Demandant à la Cour d’évoquer la question des responsabilités et celle de l’indemnisation du préjudice, H A, née E, tant en son nom personnel qu’en qualité d’administratrice légale de sa fille, conclut à la condamnation in solidum du docteur AE X, de L Z, née AB, de la CRAM de AI AJ-AK ainsi qu’à celle des Mutuelles du Mans, dans les limites de la police souscrite, à payer :

1 – à elle-même,

— au titre de son préjudice moral, la somme de 50'000 €,

— au titre de son préjudice de logement et d’adaptation de véhicule, la somme de 184 940 €,

2 – à Y A,

— au titre des préjudices patrimoniaux soumis au recours des tiers payeurs, la somme de 1'963'664 € sous réserve des droits de la Caisse primaire d’assurance maladie de Montbéliard arrêtés provisoirement au 7 août 2008 à la somme de 436'166,27 €,

— au titre de ses préjudices personnels la somme de 810 000 €,

3 – ainsi qu’une indemnité de 20'000 € au titre des frais irrépétibles.

Elle estime que le docteur AE X a commis une faute en n’anticipant pas le risque de procidence du cordon alors qu’elle était âgée de XXX et qu’il s’agissait de son neuvième accouchement.

Elle considère également que L Z, née AB, aurait dû prévenir plus tôt le docteur AE X et que la Clinique LUCINE, en laissant une sage-femme seule dans le service d’accouchement, est responsable d’un défaut d’organisation à l’origine de la perte de chance pour l’enfant d’échapper à l’invalidité.

*

Pour sa part, L Z, née AB, conclut à la confirmation du jugement déféré en ce qu’il l’a mise hors de cause.

Elle rappelle que les experts B et C ont relevé qu’elle avait eu une attitude parfaitement adaptée à la situation compte tenu de ses conditions de travail.

*

La CRAM de AI AJ-AK ainsi que les Mutuelles du Mans Assurances concluent à la nullité de l’assignation devant le juge des référés ayant désigné le docteur AL-AM AN-AO ainsi qu’à l’inopposabilité de la totalité des opérations d’expertise. En cas d’évocation, elles entendent voir déclarer irrecevables les demandes formées à leur encontre. À titre subsidiaire, elles considèrent que L Z, née AB, n’a commis aucune faute et qu’il n’existe aucun lien de causalité entre l’éventuelle insuffisance de personnel de la clinique ou un défaut d’organisation et l’état d’invalidité de Y A. Elles sollicitent enfin la condamnation du docteur AE X à leur payer une indemnité de 2 000 € chacune au titre de l’article 700 du code de procédure civile.

*

Enfin, la Caisse primaire d’assurance maladie de Montbéliard, dans l’hypothèse où la Cour retiendrait la responsabilité du docteur AE X, conclut à la condamnation de ce dernier à lui verser la somme de 436'466,27 € au titre des indemnités relatives aux dépenses de santé actuelles, outre la somme de 752'560,38 € au titre des dépenses de santé futures selon décompte définitif arrêté le 7 août 2008, ainsi qu’un montant de 955 € au titre de l’indemnité forfaitaire de gestion prévue à l’article L. 376-1 du code de la sécurité sociale et une indemnité de 1 000 € au titre de l’article 700 du code de procédure civile.

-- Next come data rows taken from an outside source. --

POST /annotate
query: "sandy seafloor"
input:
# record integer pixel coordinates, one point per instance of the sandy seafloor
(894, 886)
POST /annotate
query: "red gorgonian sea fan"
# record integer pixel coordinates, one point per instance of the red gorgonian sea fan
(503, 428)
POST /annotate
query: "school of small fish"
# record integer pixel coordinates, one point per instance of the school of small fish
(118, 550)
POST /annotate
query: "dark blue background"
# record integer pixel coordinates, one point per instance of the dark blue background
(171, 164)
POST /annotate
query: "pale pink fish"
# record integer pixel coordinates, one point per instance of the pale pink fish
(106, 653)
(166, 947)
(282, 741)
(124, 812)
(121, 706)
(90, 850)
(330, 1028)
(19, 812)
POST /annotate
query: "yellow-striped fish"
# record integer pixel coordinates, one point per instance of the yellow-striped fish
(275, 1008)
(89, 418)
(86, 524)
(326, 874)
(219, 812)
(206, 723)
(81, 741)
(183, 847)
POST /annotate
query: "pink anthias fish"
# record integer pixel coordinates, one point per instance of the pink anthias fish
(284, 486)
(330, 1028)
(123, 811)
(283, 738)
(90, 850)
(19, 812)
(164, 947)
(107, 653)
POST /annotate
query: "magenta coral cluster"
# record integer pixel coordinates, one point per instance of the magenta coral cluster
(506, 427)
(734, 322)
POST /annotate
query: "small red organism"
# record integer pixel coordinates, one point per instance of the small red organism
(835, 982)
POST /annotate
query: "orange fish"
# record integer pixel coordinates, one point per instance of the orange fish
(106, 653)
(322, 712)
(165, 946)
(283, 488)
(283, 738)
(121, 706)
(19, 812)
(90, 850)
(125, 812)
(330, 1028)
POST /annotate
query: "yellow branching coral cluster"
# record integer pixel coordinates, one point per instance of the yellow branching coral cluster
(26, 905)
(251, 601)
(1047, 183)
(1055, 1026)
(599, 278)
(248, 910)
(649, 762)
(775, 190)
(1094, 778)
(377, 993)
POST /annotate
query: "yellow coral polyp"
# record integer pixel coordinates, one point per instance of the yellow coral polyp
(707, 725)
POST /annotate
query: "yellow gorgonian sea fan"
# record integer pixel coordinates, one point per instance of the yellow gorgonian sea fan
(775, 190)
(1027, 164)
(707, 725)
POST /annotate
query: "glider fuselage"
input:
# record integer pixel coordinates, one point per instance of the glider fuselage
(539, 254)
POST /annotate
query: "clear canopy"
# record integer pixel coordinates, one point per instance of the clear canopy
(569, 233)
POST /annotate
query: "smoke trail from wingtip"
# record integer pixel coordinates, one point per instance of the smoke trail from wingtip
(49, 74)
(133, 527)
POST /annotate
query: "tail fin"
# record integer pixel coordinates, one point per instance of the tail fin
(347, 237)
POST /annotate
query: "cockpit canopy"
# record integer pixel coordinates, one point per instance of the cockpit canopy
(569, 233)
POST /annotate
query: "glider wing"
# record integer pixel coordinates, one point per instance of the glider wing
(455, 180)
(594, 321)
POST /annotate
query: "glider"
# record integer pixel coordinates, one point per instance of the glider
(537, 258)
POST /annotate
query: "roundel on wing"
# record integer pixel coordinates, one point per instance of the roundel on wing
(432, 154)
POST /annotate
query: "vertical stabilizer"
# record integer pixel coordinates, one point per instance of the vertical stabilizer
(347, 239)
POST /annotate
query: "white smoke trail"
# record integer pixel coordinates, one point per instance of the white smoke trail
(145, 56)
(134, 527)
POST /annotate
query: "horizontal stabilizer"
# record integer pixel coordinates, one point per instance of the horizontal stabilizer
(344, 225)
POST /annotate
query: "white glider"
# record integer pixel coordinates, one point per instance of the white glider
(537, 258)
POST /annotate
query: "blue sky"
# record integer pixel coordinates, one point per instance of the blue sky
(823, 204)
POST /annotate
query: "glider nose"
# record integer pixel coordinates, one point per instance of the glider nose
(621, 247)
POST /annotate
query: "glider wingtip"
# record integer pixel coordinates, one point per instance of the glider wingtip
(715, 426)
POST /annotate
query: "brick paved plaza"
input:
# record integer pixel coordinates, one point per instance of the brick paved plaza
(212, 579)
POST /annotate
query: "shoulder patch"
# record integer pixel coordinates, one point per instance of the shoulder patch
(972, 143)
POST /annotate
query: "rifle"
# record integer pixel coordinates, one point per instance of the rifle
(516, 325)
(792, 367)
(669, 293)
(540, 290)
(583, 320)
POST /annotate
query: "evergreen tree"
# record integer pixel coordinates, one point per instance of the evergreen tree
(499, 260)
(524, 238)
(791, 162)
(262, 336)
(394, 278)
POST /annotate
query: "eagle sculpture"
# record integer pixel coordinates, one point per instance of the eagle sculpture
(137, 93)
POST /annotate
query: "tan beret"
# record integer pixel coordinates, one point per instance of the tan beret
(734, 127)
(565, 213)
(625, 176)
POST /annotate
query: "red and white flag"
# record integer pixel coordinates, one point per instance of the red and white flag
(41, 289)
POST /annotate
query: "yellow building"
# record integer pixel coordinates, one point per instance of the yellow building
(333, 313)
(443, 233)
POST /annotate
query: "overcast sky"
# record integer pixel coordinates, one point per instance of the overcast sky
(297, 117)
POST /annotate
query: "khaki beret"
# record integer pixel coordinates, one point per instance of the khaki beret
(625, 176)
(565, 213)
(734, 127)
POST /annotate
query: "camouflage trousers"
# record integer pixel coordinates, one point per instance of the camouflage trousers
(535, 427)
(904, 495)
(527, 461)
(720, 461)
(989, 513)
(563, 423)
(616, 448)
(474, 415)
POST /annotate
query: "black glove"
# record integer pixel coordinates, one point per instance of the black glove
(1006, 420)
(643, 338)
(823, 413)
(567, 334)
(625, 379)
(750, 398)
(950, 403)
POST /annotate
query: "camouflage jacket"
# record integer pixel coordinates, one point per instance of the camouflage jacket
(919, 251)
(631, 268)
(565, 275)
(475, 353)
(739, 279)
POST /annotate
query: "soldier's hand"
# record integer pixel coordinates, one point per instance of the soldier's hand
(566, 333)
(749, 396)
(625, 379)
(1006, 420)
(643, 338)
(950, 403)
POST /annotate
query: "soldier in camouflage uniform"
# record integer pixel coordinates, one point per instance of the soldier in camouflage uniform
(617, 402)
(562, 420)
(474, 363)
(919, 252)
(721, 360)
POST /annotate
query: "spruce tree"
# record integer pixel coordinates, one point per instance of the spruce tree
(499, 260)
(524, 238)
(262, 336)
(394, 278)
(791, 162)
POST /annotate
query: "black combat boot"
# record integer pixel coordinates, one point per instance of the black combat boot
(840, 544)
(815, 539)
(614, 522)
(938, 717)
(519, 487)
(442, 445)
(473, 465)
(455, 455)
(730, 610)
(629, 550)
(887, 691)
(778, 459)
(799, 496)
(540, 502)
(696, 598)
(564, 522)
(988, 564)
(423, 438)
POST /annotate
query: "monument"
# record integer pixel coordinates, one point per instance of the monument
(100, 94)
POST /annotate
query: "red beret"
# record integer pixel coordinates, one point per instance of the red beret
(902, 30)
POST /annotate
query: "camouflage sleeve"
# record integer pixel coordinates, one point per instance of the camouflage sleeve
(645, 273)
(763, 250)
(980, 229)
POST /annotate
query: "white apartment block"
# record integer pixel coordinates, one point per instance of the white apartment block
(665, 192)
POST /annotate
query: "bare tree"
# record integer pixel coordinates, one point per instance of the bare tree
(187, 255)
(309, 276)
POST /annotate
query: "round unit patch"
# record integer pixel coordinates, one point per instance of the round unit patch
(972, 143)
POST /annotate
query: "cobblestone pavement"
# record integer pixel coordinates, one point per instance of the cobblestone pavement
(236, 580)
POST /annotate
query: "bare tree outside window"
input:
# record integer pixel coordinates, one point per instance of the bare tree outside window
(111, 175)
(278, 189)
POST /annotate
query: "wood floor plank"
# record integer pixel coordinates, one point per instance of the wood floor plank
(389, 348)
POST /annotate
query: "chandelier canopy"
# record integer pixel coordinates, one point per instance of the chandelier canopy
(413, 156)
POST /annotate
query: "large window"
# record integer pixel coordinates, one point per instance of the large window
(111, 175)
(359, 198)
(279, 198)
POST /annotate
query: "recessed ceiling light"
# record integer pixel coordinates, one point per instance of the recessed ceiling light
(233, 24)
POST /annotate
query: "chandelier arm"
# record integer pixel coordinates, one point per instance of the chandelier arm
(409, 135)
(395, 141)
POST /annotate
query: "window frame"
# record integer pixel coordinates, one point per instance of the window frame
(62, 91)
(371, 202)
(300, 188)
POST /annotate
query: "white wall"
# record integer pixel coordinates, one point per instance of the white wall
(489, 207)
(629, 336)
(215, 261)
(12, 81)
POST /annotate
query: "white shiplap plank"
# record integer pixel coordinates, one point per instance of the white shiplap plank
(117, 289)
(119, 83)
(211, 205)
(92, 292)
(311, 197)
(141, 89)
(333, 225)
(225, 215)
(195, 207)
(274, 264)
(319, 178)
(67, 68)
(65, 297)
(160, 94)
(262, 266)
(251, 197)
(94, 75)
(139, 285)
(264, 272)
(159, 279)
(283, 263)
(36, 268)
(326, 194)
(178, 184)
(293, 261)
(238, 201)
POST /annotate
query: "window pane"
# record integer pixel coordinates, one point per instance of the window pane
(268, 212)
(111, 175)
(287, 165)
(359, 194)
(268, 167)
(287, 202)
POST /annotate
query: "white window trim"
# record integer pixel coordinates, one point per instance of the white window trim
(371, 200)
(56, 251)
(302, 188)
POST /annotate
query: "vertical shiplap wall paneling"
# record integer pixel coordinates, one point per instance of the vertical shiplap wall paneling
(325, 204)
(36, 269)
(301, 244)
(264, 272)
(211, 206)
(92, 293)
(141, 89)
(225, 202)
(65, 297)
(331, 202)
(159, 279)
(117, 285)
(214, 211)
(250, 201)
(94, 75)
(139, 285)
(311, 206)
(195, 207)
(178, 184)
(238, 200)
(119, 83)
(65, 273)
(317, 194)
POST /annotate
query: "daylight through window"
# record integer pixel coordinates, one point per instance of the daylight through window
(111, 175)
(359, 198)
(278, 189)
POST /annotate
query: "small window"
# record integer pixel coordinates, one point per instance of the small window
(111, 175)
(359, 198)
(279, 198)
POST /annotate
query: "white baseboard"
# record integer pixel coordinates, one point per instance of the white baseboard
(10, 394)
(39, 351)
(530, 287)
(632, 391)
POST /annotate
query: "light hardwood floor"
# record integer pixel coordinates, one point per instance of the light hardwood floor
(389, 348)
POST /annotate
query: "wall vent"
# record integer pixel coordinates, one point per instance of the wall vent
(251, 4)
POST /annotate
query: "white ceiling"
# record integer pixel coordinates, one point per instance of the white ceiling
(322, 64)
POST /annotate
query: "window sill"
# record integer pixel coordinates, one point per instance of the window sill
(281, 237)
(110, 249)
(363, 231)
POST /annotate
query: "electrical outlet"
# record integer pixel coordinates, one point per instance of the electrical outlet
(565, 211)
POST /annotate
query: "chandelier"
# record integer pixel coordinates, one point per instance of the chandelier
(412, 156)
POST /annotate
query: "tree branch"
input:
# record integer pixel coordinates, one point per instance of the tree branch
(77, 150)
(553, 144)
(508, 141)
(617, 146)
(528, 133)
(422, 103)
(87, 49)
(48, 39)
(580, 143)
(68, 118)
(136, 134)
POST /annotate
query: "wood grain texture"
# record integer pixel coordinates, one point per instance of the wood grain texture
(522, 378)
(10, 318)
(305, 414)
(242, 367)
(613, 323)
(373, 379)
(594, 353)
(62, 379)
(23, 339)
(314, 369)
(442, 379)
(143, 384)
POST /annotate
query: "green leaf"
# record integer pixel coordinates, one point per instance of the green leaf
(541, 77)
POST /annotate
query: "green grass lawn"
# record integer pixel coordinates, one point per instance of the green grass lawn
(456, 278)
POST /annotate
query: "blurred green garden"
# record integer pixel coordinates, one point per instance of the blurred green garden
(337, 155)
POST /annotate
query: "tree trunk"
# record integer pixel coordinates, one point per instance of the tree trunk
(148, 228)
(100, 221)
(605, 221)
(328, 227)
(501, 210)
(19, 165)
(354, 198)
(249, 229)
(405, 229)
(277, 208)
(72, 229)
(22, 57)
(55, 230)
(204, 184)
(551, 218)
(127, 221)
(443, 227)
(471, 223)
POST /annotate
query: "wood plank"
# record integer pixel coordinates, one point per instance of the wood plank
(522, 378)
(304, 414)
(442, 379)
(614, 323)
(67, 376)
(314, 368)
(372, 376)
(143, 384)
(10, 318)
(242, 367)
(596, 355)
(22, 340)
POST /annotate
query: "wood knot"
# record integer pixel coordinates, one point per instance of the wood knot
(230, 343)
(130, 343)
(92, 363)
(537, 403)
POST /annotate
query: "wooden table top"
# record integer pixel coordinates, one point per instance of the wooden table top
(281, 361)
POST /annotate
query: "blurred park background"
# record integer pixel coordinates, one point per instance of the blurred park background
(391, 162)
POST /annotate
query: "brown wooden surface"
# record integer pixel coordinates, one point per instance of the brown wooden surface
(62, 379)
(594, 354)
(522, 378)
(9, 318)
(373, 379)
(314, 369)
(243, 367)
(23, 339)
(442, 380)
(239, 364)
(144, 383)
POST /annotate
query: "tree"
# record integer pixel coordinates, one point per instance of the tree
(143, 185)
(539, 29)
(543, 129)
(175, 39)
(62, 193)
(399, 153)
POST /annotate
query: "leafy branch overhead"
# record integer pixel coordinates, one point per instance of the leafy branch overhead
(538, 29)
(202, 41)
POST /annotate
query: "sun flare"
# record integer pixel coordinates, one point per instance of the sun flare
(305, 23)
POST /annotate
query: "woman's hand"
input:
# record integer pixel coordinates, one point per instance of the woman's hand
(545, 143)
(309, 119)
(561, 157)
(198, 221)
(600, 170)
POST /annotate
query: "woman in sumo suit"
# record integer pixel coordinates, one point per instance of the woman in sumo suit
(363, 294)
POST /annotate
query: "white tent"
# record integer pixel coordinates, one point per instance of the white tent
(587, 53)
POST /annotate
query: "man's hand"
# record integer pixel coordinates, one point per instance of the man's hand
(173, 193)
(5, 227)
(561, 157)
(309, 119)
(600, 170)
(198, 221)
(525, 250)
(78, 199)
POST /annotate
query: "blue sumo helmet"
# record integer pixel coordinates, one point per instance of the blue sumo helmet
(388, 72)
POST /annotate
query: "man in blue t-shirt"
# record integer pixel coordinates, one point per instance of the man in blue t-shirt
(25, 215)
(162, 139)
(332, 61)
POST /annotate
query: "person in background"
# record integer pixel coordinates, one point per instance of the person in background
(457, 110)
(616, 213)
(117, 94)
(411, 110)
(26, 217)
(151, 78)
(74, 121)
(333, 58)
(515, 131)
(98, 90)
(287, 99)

Subsidiairement, elle sollicite que la Clinique LUCINE soit déclarée responsable, en raison d’un défaut d’organisation et d’un manque de personnel suffisant pour assurer la sécurité des patientes, des dommages subis, et qu’elle soit condamnée solidairement avec la CRAM de AI AJ-AK à lui payer les mêmes sommes.

*

Pour l’exposé complet des prétentions et des moyens des parties, la Cour se réfère :

— aux dernières conclusions de l’appelant déposées le 9 octobre 2012,

— à celles de H A, née E, déposées le XXX,

— à celles de L Z, née AB déposées le XXX,

— à celles de la CRAM de AI AJ-AK et des Mutuelles du Mans Assurances déposées le XXX,

— et à celles de la Caisse primaire d’assurance maladie de Montbéliard déposées le 26 octobre 2012.

L’ordonnance de clôture est intervenue le XXX.

MOTIFS DE LA DÉCISION

I – Sur les demandes formées contre le Docteur X

A – Sur la validité de l’expertise du docteur AL-AM AN-AO :

À hauteur d’appel, il n’est plus sérieusement allégué par le docteur AE X que le premier expert n’aurait pas respecté le principe du contradictoire.

C’est donc à juste titre que le premier juge a rejeté la demande d’annulation des opérations d’expertise du docteur AL-AM AN-AO.

De même, L Z, née AB, la CRAM de AI AJ-AK et l’assureur de celle-ci n’ayant pas été convoquées à ces opérations, c’est à bon droit que le jugement déféré les leur a déclarées inopposables.

B – Sur la responsabilité du docteur AE X :

Au regard de l’ancienneté du litige, la Cour estime de bonne justice de donner à l’affaire une solution définitive et d’évoquer les points non jugés, en application de l’article 568 du nouveau code de procédure civile.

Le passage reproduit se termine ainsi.